Based on global data, Yq microdeletions are estimated to occur in about 1: 4000 men in the general population, but its frequency in infertile men is about 1:12. Of the > 30,000 Y chromosomes analysed for AZF microdeletions (by STS-PCR method), the global prevalence of AZF microdeletions in infertile men is estimated to be 7% (95% CL 6.74–6.79), (Fig. 4). As evident there is a wide variation in the frequency of Yq microdeletions in different parts of the world (Fig. 4), this could reflect underlying differences in sample size, methodology used and the population screened. The country wise published data of Yq deletion in infertile men is provided in Additional file 1: Table S1. However; pooled estimates based on geographic locations suggest that the lowest prevalence of Yq microdeletions is in Europe (3% 95% CL 2.9–3.0) and Australia (5.3% 95% CL 5.9–7.8); while the rest of the world has an average of 8–9% (Fig. 5). What makes the Europeans and Australian infertile men less susceptible to Yq microdeletions warrants investigation. Amongst the Asians we observed that the highest prevalence of Yq microdeletions is amongst the East and South East Asians and lowest amongst South Asians (Fig. 5). This indicates that the susceptibility of the Yq to undergo microdeletions is perhaps race or ethnicity dependent. An influence of the Y chromosome genetic background (e.g. haplogroups) has been suggested to influence the susceptibility of partial AZFc deletions (see below). Whether these haplogroups also contribute to the occurrence of Yq microdeletions needs to be investigated. Since the global data is collated from diverse groups and not all studies have reported the ethnicity of the population investigated we are unable to determine the influence of different genetic background on prevalence of Yq microdeletions.

Fig. 4
figure 4

World map depicting the prevalence of Yq microdeletions in infertile males in different countries. The prevalence of Yq microdeletions in different countries of the world was estimated from published data of 40,127 Y chromosomes from infertile men. (oligozoospermic or azoospermic men). Only those articles published in English were considered and total number of infertile men studied and those having deletions were recorded along with the country. For each country data from different studies were pooled and the average estimated

Fig. 5
figure 5

Prevalence of Yq microdeletions in infertile men. The average prevalence of the Yq microdeletions in different continents of the world was estimated from published data of 40,127 Y chromosomes from infertile men.
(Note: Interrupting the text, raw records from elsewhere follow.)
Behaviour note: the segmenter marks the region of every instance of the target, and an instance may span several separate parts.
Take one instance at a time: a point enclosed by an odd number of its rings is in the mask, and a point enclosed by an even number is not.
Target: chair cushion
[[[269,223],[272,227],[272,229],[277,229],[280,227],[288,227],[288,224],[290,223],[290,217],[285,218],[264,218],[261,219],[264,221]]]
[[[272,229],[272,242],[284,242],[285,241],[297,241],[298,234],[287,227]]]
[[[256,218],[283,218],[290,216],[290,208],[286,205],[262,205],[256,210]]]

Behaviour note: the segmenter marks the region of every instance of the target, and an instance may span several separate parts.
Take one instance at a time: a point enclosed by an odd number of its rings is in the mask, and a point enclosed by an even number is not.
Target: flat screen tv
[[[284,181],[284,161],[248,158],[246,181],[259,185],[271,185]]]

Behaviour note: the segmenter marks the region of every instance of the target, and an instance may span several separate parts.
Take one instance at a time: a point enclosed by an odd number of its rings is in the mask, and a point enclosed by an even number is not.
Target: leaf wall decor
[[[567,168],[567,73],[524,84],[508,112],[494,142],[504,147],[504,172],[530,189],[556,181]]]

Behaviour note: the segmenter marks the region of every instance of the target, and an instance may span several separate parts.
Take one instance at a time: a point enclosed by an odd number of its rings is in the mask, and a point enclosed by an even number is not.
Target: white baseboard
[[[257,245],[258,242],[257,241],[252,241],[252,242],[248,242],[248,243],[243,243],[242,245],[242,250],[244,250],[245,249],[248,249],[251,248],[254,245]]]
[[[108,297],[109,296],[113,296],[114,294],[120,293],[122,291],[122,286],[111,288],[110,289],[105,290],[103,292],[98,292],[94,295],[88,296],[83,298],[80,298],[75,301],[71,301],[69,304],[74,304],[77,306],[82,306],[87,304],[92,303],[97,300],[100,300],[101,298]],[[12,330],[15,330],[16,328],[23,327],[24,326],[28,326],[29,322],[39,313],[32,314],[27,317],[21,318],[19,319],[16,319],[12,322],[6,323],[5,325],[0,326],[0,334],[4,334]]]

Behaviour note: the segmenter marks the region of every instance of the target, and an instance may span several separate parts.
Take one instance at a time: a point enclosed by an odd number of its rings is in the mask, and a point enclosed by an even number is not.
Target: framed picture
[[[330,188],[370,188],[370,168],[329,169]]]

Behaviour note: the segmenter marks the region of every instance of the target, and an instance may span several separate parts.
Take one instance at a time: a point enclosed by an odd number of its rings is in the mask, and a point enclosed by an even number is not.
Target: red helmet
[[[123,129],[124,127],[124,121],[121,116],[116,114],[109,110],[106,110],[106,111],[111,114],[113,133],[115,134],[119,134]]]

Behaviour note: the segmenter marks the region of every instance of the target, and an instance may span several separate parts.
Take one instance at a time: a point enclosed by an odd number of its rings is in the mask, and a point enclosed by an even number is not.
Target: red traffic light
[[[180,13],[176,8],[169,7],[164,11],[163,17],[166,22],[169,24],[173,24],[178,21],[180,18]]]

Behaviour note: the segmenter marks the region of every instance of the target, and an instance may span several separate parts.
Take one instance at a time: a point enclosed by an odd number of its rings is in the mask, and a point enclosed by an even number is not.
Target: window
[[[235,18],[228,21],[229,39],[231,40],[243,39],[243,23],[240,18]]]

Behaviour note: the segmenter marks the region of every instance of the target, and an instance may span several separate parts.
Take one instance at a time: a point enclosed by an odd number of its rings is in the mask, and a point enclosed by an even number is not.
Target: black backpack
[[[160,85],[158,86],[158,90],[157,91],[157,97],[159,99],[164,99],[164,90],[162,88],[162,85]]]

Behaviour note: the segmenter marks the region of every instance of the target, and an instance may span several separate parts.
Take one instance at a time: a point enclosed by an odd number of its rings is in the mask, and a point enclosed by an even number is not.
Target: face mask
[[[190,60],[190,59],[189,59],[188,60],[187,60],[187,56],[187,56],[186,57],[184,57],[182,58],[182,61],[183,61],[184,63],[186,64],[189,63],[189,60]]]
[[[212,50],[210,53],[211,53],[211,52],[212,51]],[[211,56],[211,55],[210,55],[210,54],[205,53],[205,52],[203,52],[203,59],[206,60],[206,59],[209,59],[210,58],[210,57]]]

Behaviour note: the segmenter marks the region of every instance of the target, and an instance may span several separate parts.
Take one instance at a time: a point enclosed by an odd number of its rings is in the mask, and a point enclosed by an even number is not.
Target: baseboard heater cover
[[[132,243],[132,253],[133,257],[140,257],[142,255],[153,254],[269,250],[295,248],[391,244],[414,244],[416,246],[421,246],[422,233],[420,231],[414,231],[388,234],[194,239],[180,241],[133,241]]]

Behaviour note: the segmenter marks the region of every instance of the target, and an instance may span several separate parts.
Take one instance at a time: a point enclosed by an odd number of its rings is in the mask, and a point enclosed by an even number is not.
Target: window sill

Infertile men could be oligozoospermic or azoospermic men. Pie chart gives distribution of Yq microdeletions in the Asian region. The numbers were estimated from the data of Asian men based on geographical. In both the cases, only those articles published in English were considered and total number of infertile men studied and those having deletions were recorded along with the country. Data from different studies from same continent were pooled and the average estimated (for details see Additional file 1: Table S1)

Irrespective of the population under study, the AZFc is most frequently deleted locus in infertile men [60–70%] followed by AZFa [0.5–4%], AZFb [1–5%] and AZFb+c [1–3%] deletion [11]. While these are global estimates, it is intriguing that the frequencies of the various AZF loci that are deleted in infertile men differ amongst various populations. While the frequency of AZFc deletion is lower in Indian population as compared to western counterparts (45% versus 60%), the frequency of AZFa deletion is almost double (11 versus 5%). Further, the frequency of double deletions (AZF a + b, b + c) is also higher in the Indian population as opposed to world literature [159]. A similar difference in the frequency of deletion of different AZF loci has been observed in Iranian population [163]. Also there are unusual combinations of deletions like the AZFa+c deletion observed in some populations but not the others [159, 164,165,166]. It is suggested that since the unusual combination of deletions are detected only by isolated markers and not confirmed by additional analyses these are perhaps methodological artefacts [158]. Nevertheless, it is important to note here that these deletions recurred in various populations and were detected using a variety of STS markers exclusively in infertile men; hence these deletion patterns should not be disregarded. Additional data will be needed to understand the molecular basis of such deletions.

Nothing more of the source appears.